Each year an "amazing faculty" transforms 28 aspiring artists into "whole cinematographers," people who can prepare a shot list, read a blueprint with a designer, hire and manage a crew, collaborate with a director and consistently shoot the visuals that transmit the director's vision.
Cinematography Fellows attend classes on technique and seminars with renowned cinematographers like AFI alums Janusz Kaminski (C '87), Robert Richardson (C '79) and Robert Elswit (C '77). They visit production and processing labs around town and attend demos of the latest equipment.
And in the second year they get to learn their craft by working alongside a mentor in a simulated re-shoot once a week.
When Jack Green, Clint Eastwood's cinematographer, mentored recently, he chose a scene from UNFORGIVEN, shooting it on AFI's campus with cinematography Fellows as his crew.
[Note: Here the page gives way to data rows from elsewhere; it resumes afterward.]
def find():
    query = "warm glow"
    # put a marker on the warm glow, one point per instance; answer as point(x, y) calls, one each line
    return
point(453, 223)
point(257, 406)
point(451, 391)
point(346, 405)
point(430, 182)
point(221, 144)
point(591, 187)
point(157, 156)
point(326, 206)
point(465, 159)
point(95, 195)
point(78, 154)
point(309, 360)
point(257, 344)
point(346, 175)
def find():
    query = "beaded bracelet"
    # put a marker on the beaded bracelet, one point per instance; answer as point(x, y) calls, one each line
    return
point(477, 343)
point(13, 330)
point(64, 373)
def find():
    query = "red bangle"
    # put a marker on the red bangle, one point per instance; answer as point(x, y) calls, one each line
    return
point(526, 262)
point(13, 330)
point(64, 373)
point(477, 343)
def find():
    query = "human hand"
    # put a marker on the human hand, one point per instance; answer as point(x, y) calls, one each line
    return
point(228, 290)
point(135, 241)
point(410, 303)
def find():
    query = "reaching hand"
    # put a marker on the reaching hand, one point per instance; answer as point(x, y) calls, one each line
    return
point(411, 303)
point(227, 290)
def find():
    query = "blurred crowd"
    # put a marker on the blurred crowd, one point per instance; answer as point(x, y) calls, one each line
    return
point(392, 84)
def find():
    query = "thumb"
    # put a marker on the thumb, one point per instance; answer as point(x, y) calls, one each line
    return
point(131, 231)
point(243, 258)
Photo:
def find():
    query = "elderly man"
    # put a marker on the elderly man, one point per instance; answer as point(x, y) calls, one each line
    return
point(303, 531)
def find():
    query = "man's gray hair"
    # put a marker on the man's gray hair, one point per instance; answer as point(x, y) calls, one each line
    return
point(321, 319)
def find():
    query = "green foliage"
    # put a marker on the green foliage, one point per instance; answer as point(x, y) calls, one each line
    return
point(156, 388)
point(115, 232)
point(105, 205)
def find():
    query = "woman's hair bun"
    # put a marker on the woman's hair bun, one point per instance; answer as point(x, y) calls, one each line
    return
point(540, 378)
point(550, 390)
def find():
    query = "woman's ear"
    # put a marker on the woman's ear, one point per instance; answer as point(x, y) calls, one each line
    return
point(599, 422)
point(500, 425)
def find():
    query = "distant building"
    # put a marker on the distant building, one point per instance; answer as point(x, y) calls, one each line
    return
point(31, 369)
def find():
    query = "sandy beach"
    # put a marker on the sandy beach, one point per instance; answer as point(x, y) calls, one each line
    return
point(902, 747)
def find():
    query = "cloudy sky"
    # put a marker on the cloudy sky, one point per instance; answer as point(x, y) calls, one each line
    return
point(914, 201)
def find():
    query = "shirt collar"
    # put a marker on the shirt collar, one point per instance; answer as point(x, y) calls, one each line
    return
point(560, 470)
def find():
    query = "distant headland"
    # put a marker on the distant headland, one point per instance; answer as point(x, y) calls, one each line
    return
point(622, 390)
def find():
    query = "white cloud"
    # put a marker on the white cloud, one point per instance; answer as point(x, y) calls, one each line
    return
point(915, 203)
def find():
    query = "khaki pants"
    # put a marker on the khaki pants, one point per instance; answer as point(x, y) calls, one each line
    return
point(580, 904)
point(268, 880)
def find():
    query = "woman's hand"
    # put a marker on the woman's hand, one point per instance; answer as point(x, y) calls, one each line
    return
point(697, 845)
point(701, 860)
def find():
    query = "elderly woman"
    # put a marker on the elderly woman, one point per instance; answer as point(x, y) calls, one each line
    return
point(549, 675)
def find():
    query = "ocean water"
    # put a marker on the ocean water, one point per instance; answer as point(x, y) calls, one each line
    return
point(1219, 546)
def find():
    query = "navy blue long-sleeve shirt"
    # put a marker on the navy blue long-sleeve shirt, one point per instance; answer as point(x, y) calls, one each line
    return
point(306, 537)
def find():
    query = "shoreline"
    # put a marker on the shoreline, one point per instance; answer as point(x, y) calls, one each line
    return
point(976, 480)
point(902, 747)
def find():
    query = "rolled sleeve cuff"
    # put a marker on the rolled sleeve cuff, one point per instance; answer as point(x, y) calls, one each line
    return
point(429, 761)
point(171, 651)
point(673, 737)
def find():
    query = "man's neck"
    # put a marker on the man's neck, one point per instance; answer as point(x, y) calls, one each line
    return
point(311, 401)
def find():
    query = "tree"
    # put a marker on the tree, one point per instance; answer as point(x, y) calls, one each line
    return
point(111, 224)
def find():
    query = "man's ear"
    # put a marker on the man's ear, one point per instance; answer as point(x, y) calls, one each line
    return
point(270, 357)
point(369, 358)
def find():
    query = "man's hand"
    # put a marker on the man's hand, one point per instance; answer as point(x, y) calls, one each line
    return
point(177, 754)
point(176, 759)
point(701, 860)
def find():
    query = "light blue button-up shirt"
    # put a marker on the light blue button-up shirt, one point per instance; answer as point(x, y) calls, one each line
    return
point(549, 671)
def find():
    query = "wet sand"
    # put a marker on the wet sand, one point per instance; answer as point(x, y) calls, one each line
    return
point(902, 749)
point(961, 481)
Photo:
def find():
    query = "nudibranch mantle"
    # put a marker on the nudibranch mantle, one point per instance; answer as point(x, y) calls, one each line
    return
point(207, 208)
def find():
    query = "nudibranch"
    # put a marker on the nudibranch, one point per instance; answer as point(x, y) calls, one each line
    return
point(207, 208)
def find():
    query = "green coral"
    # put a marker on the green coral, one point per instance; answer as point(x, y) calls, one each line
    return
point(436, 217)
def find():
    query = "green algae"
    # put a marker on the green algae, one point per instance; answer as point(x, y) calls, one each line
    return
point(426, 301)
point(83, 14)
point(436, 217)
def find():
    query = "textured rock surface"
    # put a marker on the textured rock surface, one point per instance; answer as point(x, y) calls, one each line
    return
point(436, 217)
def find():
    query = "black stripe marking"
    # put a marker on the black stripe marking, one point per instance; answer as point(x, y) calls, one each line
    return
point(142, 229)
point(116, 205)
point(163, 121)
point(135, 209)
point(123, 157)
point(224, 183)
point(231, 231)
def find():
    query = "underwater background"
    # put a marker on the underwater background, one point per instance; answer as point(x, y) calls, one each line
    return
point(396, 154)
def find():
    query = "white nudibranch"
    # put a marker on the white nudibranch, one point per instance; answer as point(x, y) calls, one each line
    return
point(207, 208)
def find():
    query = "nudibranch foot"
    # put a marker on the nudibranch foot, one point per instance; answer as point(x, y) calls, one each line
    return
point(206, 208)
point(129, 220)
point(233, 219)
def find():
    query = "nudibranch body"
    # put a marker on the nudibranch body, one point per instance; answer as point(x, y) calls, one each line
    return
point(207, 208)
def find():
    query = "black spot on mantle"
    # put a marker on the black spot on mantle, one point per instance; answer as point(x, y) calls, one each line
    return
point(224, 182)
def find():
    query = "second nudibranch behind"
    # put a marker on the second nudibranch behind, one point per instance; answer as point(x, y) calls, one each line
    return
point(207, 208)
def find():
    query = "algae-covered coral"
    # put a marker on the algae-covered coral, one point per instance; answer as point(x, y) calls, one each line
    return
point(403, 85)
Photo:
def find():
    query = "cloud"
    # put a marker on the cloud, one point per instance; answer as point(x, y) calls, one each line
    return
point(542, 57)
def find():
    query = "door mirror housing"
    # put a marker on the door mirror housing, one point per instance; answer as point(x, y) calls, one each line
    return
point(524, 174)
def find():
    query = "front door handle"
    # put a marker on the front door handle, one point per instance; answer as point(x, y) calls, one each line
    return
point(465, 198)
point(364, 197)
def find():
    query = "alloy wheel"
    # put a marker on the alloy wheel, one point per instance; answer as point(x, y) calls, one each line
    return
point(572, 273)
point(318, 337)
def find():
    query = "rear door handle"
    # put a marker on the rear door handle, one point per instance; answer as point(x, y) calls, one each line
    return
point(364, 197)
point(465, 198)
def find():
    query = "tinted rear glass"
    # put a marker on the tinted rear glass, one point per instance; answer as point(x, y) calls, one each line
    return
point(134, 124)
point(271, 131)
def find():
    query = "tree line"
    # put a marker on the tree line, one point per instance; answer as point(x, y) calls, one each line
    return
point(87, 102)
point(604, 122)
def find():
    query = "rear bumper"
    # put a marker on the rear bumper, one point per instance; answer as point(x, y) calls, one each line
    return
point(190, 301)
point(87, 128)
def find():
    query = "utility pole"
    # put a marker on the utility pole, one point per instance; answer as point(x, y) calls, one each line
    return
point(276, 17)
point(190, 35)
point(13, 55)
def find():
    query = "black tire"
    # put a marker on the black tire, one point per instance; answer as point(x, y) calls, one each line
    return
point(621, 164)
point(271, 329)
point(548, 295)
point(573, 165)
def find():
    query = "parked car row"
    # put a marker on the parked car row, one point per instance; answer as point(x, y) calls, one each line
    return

"AFI is unique," says Matthew Libatique (C '92). "It forces you to think, talk and have relationships all about filmmaking for two years.
"On the real playing field, the pace is a lot faster," says the cinematographer of INSIDE MAN, PHONE BOOTH, REQUIEM FOR A DREAM, who moved from AFI to music videos to feature films in a few short years.
"My success grew from my collaborations at AFI," he says, referring to his relationship with director Darren Aronofsky (D '92), to whom he gravitated as a Fellow because of their similar tastes and style.
Their new movie, THE FOUNTAIN, is a Centerpiece Gala Presentation at AFI FEST 2006 presented by Audi, screening November 11, 7:00 PM, at Grauman's Chinese Theater.
Oscar-nominated cinematographer Wally Pfister (C '88) (BATMAN BEGINS, MEMENTO) worked as a news and documentary cameraman for eight years, before he came to the Conservatory to make the jump to fiction.
"I was yearning to explore dramatic lighting, to be more creative in my work," says Pfister.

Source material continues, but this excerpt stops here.